The album, titled Moments, came out just last month on the Unseen Worlds label and offers a wonderful entrée into Waller’s musical world. His third album to date, it comprises 18 miniatures, 13 of them for solo piano, the other 5 for vibraphone.

Waller continues his collaboration with R. Andrew Lee, whose sensitive performances at the keyboard were featured on his preceding album, Trajectories (along with the phenomenal cellist Seth Parker Woods). The percussionist William Winant, a well-known personality in avant-garde circles, plays the pieces for vibraphone.

“One thing I’m trying to explore as an artist is the organic, intuitive sense we have about experiences — the human subtext to what is happening in the music, in its colors, harmonies, and melodies,” the composer explained during our talk last year. In Moments, he has distilled a range of experiences with an open-hearted, intimate honesty that resonates long after the ebb and flow of his compositions’ physical sounds.

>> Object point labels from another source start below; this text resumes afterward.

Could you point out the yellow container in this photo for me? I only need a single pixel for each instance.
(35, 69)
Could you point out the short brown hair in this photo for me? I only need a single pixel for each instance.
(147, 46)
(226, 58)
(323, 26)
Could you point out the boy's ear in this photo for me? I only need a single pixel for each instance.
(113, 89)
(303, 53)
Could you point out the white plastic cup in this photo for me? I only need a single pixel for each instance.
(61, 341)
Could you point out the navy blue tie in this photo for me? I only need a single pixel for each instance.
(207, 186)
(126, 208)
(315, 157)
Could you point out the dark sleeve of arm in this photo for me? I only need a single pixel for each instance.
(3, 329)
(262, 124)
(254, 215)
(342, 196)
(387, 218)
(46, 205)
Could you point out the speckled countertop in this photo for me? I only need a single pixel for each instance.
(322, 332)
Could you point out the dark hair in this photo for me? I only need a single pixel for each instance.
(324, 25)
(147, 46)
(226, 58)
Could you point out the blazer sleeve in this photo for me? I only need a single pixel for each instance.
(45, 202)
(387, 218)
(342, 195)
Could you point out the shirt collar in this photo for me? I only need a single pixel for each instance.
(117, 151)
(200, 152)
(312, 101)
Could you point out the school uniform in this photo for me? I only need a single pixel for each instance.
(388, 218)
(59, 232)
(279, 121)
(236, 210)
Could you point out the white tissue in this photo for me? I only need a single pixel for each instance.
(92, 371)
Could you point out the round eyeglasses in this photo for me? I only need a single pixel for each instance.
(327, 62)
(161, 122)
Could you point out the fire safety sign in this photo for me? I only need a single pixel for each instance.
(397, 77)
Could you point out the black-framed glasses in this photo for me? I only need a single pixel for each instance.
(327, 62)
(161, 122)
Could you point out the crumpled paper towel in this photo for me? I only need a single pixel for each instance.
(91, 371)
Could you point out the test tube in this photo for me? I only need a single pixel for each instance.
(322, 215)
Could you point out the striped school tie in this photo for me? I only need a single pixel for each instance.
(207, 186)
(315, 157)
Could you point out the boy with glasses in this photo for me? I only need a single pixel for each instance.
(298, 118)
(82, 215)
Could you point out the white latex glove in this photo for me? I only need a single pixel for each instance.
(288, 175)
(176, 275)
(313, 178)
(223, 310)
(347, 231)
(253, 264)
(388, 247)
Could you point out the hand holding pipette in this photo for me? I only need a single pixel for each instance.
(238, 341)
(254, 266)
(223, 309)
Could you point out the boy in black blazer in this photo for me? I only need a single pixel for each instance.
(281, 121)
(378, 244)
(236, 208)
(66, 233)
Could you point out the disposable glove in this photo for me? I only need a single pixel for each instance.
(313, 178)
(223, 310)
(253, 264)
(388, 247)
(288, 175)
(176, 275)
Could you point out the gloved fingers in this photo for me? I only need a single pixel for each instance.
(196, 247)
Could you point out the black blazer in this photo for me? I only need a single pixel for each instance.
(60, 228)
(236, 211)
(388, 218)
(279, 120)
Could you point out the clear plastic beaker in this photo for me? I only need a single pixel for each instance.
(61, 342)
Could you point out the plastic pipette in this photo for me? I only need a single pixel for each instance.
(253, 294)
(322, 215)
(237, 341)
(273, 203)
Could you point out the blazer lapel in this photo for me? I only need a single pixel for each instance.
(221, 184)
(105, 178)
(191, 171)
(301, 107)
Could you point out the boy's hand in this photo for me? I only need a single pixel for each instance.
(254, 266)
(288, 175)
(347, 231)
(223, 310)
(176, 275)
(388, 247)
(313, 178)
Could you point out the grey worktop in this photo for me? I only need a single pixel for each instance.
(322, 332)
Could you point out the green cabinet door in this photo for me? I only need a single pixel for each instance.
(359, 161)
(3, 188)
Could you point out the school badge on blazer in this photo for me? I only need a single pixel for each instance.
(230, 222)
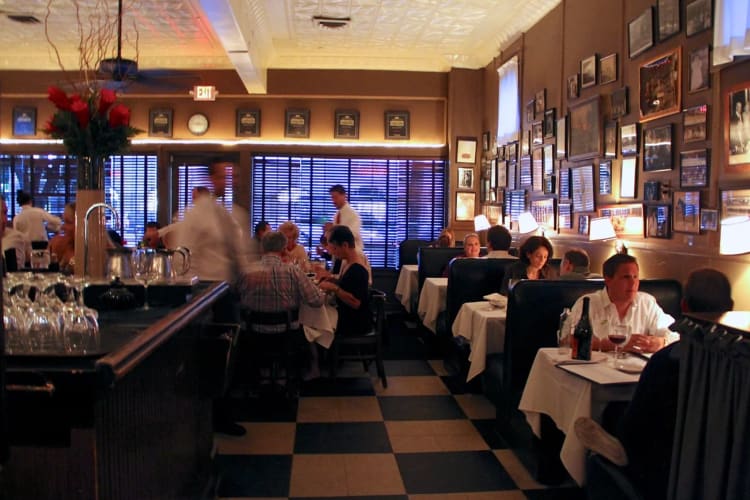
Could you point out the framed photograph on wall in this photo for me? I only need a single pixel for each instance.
(698, 16)
(686, 206)
(588, 71)
(694, 124)
(694, 168)
(658, 222)
(657, 148)
(641, 33)
(585, 139)
(660, 86)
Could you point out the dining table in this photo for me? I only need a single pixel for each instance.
(407, 286)
(566, 389)
(432, 301)
(482, 324)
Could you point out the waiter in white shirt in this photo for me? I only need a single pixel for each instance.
(346, 215)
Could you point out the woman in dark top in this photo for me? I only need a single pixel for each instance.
(351, 290)
(533, 262)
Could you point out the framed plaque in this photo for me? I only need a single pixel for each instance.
(248, 123)
(297, 123)
(24, 121)
(346, 125)
(397, 125)
(160, 122)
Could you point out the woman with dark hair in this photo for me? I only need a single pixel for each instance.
(351, 289)
(533, 262)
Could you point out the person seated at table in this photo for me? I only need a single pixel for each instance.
(498, 243)
(646, 429)
(351, 289)
(620, 302)
(575, 266)
(294, 252)
(533, 262)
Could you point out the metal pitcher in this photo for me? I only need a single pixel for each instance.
(167, 266)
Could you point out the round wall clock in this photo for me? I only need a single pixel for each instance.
(198, 124)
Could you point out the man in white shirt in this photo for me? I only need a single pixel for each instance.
(346, 215)
(620, 303)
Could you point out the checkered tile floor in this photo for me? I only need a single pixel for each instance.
(351, 438)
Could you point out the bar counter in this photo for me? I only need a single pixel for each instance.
(132, 420)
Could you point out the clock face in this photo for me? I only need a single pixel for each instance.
(198, 124)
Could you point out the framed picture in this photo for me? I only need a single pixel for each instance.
(610, 139)
(585, 139)
(160, 122)
(608, 69)
(465, 206)
(641, 33)
(583, 224)
(686, 207)
(659, 93)
(582, 187)
(248, 123)
(549, 123)
(24, 121)
(562, 129)
(737, 143)
(297, 123)
(709, 219)
(698, 16)
(588, 71)
(573, 90)
(465, 178)
(694, 168)
(668, 15)
(540, 103)
(629, 139)
(537, 133)
(564, 216)
(619, 103)
(397, 125)
(605, 178)
(694, 123)
(627, 177)
(698, 76)
(657, 148)
(658, 223)
(346, 124)
(466, 150)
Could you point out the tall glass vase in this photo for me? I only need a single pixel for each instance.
(90, 190)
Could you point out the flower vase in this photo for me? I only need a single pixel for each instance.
(90, 191)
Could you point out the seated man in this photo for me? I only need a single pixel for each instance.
(575, 266)
(647, 427)
(620, 303)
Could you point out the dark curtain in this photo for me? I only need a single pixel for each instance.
(711, 454)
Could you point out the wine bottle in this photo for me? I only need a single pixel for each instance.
(582, 334)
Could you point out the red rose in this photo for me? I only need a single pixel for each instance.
(59, 98)
(119, 115)
(81, 110)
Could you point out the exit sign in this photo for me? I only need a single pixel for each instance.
(204, 93)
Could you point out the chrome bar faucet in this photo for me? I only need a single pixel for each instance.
(93, 208)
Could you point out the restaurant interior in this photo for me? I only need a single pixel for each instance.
(585, 114)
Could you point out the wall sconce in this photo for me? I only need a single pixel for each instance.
(734, 235)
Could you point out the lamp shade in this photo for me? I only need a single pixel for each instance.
(481, 223)
(527, 223)
(734, 235)
(601, 228)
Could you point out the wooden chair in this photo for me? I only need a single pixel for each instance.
(366, 348)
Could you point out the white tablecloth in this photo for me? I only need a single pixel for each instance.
(565, 396)
(319, 323)
(484, 327)
(432, 301)
(406, 287)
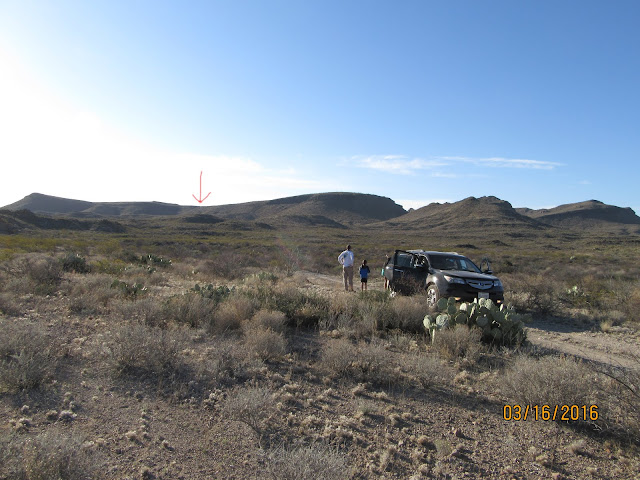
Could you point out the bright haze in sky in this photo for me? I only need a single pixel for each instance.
(537, 103)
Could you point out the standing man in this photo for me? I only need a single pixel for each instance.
(346, 260)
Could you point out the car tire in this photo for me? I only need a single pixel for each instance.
(433, 295)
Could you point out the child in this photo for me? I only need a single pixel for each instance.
(364, 274)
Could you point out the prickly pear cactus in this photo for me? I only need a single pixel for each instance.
(500, 324)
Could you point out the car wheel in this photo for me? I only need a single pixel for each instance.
(433, 295)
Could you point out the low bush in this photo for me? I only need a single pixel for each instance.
(252, 406)
(265, 344)
(362, 362)
(33, 273)
(408, 313)
(268, 319)
(49, 456)
(189, 309)
(231, 314)
(459, 343)
(72, 262)
(139, 349)
(91, 293)
(538, 294)
(429, 371)
(26, 358)
(549, 380)
(314, 462)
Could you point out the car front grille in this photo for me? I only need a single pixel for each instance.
(480, 284)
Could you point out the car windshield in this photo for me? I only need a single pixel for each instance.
(453, 262)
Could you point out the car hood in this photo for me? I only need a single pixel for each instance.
(469, 275)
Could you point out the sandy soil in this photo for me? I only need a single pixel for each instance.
(134, 428)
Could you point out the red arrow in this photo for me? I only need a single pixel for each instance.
(201, 199)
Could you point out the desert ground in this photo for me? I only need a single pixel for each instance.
(236, 354)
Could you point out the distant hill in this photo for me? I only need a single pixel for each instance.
(591, 214)
(39, 203)
(471, 214)
(329, 209)
(14, 221)
(335, 209)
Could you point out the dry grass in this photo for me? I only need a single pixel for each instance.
(550, 381)
(362, 362)
(430, 371)
(48, 456)
(314, 462)
(231, 314)
(33, 273)
(139, 349)
(26, 358)
(267, 319)
(252, 406)
(265, 344)
(460, 343)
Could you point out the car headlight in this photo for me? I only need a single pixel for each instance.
(451, 279)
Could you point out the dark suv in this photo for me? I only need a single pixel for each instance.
(441, 274)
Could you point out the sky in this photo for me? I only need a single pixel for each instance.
(534, 102)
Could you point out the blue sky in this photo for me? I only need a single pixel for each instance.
(537, 103)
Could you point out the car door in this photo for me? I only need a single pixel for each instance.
(401, 270)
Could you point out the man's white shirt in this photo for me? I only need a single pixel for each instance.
(346, 258)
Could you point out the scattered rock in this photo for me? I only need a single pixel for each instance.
(67, 415)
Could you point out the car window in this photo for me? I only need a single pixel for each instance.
(403, 260)
(450, 262)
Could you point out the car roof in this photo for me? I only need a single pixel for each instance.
(429, 252)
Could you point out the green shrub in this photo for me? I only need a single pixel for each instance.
(33, 273)
(128, 290)
(72, 262)
(252, 406)
(190, 309)
(148, 351)
(265, 344)
(314, 462)
(459, 343)
(26, 359)
(268, 319)
(362, 362)
(49, 456)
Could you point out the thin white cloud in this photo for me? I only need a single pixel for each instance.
(500, 162)
(398, 164)
(415, 204)
(51, 147)
(404, 165)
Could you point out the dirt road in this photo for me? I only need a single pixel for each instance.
(620, 347)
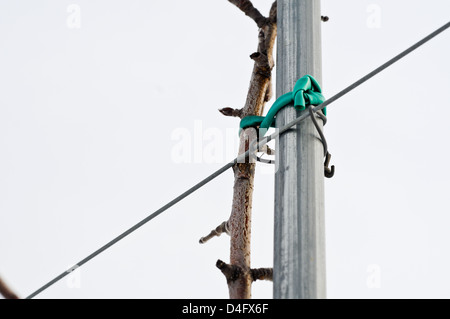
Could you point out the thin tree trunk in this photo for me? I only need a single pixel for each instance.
(240, 279)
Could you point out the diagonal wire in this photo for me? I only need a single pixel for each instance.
(241, 158)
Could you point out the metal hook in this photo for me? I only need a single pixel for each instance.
(329, 172)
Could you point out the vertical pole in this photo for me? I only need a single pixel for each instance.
(299, 248)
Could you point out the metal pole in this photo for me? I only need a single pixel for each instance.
(299, 248)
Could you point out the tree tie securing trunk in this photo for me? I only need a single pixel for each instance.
(306, 92)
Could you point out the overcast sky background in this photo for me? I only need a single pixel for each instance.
(90, 117)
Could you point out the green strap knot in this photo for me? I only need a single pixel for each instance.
(306, 91)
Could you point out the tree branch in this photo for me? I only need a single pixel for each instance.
(238, 272)
(228, 111)
(247, 7)
(219, 230)
(231, 272)
(262, 274)
(6, 291)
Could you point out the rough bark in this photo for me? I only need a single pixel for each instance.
(238, 273)
(6, 292)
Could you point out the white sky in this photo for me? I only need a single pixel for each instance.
(86, 122)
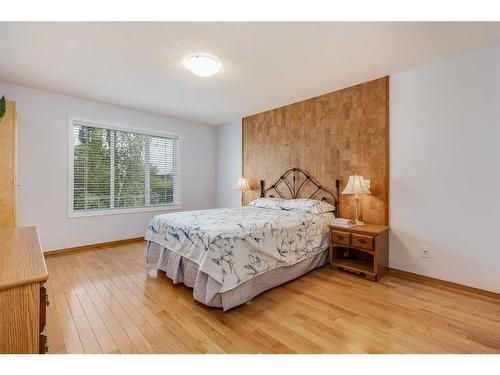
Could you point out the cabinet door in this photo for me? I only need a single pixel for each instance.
(8, 136)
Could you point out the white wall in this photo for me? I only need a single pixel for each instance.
(445, 169)
(42, 168)
(228, 163)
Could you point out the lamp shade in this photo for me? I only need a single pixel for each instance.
(356, 185)
(242, 184)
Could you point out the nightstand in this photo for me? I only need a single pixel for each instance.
(362, 250)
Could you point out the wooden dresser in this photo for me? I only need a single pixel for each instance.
(23, 298)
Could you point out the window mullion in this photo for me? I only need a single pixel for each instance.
(147, 170)
(112, 168)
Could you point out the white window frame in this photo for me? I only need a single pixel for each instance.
(117, 211)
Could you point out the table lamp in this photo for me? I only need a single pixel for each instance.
(243, 185)
(356, 186)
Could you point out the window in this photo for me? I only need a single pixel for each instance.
(114, 170)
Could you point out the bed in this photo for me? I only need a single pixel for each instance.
(230, 255)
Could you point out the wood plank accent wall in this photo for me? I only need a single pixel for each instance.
(8, 167)
(330, 136)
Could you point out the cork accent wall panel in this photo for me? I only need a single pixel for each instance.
(330, 137)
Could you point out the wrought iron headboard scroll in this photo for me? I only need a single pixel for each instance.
(294, 190)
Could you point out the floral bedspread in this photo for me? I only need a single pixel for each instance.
(233, 245)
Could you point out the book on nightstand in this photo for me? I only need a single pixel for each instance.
(346, 223)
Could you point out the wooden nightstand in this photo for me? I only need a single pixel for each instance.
(363, 250)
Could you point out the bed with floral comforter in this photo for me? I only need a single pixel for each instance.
(235, 245)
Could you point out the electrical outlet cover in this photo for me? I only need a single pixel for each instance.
(426, 252)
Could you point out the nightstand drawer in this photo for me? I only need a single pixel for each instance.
(362, 241)
(342, 238)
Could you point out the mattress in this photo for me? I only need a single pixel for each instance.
(232, 246)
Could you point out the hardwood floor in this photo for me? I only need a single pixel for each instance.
(104, 301)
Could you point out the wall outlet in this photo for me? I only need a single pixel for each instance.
(425, 252)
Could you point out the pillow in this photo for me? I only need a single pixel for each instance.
(272, 203)
(310, 205)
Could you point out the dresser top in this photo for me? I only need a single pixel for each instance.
(370, 229)
(21, 258)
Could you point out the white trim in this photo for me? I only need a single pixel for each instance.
(119, 211)
(116, 211)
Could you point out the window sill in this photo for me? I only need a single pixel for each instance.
(121, 211)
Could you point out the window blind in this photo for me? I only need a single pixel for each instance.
(116, 169)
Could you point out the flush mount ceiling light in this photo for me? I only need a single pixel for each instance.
(202, 65)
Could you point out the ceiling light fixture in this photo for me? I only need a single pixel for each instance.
(202, 65)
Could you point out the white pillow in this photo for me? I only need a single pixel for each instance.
(310, 205)
(272, 203)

It’s not necessary to know any of the autobiographical stories or family relationships and loved ones Waller memorializes here to be moved by the emotions they elicit. On another level, Moments pays gentle tribute to musical figures who are part of a generally known cultural repertoire. “For Pauline,” for example, referring to the late Pauline Oliveros, was prompted by her death in November 2016. Its bell-like chords in alternating registers concentrate the attention on the taken-for-granted miracle that is harmony, effecting an experience of “new sound.”

Similarly, the sounds of the piano itself begin to reassemble into something not-quite-familiar. This lays the ground for the wonderful effect of the vibraphone’s first entrance well into the album (in a kind of mini-suite comprising four of the miniatures and titled “Love”).

In the spirit of Oliveros and the philosophy of what she called “deep listening,” Waller composes with a deceptive simplicity. His aesthetic relies on — and expands from — a generous patience familiar from practices of meditation and mindfulness. These “moments” radiate a fullness that belies their duration — most of the pieces are between just two and three minutes long.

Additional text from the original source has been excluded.